Evovest/EvoTrees.jl

Create MLJ-compliant doc strings

ablaom opened this issue · 5 comments

@jeremiedb Saw your recent doc PR and thought I'd flag this. I understand you may not have the bandwidth just now, but should be aware there is now an "official" format for these strings, so you don't work against it unwittingly.

Would you have reference / example regarding these docstring format?

Yes, we have both. See https://alan-turing-institute.github.io/MLJ.jl/dev/adding_models_for_general_use/#Document-strings .

If you also have a "native" interface for your MLJ objects, this can of course be worked into the doc string. Happy to review

@ablaom If you have time, let me know what you think of https://evovest.github.io/EvoTrees.jl/dev/. Models in particular are found under the Models section.

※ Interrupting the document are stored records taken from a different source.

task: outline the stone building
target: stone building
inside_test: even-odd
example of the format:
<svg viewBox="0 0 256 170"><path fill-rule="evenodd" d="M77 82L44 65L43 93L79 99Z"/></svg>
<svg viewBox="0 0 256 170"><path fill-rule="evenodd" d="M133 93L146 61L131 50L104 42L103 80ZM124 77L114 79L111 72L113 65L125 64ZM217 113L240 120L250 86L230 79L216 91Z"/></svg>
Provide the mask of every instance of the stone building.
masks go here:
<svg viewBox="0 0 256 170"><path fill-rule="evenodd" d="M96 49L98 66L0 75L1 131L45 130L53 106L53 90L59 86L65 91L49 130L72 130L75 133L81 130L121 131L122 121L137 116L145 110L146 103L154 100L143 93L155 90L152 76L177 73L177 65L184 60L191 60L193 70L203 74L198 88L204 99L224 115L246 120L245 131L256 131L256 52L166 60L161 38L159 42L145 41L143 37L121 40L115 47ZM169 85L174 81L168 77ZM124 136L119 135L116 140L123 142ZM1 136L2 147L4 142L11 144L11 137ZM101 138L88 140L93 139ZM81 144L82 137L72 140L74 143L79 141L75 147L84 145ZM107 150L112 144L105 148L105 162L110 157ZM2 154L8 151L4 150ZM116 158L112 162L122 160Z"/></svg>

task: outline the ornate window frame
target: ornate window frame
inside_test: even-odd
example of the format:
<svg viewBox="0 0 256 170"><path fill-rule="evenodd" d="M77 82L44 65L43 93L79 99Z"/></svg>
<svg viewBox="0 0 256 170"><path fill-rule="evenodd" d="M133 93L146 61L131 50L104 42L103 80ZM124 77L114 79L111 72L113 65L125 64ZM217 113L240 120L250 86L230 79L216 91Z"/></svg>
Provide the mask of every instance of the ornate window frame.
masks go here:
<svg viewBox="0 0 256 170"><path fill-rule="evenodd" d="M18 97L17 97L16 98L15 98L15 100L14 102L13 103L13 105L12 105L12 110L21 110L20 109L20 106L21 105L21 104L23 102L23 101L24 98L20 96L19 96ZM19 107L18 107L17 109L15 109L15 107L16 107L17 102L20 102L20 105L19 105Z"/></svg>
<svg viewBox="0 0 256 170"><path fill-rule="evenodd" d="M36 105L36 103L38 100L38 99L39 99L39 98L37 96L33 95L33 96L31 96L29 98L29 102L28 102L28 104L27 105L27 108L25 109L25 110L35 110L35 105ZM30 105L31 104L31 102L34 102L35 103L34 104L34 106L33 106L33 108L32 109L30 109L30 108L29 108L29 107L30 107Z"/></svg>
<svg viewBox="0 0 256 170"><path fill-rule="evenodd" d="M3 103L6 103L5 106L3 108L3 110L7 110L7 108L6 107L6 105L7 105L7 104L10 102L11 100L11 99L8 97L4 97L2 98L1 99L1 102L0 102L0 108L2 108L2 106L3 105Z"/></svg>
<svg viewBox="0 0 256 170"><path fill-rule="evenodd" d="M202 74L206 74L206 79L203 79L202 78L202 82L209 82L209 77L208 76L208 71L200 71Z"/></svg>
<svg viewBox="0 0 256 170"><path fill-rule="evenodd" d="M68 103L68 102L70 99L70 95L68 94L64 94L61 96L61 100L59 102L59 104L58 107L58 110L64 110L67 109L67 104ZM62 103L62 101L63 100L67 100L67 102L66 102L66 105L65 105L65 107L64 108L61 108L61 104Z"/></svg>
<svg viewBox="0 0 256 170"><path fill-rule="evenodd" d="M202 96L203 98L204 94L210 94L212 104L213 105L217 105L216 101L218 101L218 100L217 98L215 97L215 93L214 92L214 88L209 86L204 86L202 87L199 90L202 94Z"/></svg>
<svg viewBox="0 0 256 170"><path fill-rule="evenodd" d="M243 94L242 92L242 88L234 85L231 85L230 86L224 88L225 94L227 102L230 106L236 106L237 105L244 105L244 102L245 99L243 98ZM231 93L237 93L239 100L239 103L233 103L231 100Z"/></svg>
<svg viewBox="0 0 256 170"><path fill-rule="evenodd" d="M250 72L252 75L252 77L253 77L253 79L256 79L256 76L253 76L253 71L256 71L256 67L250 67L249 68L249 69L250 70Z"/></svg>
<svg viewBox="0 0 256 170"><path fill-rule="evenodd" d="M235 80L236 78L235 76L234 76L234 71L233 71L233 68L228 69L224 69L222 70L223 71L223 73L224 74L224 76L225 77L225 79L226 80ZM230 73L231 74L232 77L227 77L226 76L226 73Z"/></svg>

Working out the docs, I had a few observations:

  • StatsBase overloading for predict, predict!, fit, fit!. My understanding is that it's a best practice to import methods from more generic base methods when possible to avoid name conflicts. It seems like importing these functions from StatsBase would be an applicable scenario.
  • Models terminology: that's a trickier one to tackle as it's somewhat engrained in the MLJ syntax, yet I have discomfort about what is referred to as a model. For example, whether it's EvoTreeRegressor, GLM's LinearRegressor or MLJFlux's NeuralNetworkClassifier, I have a hard time associated these structs with "models". For example, none of these so called "models" could be used with the StatsBase's predict(model, X), which is also found both in R and Pythons worlds. I feel there's some ambiguity in MLJ world's between the above and the machine's fittedresults. It seems to come up also explicitly with the MLJFlux section title Accessing the Flux chain (model). I think it would be interesting to get other users perception on that matter as I'd tend to associate the notion of model with the GBTree object, or the fitted results of GLM or the Flux's chain. I pointed this out as I recall reading some time ago you were looking for some simplification refactoring and I thought this may be a little piece of that challenging puzzle.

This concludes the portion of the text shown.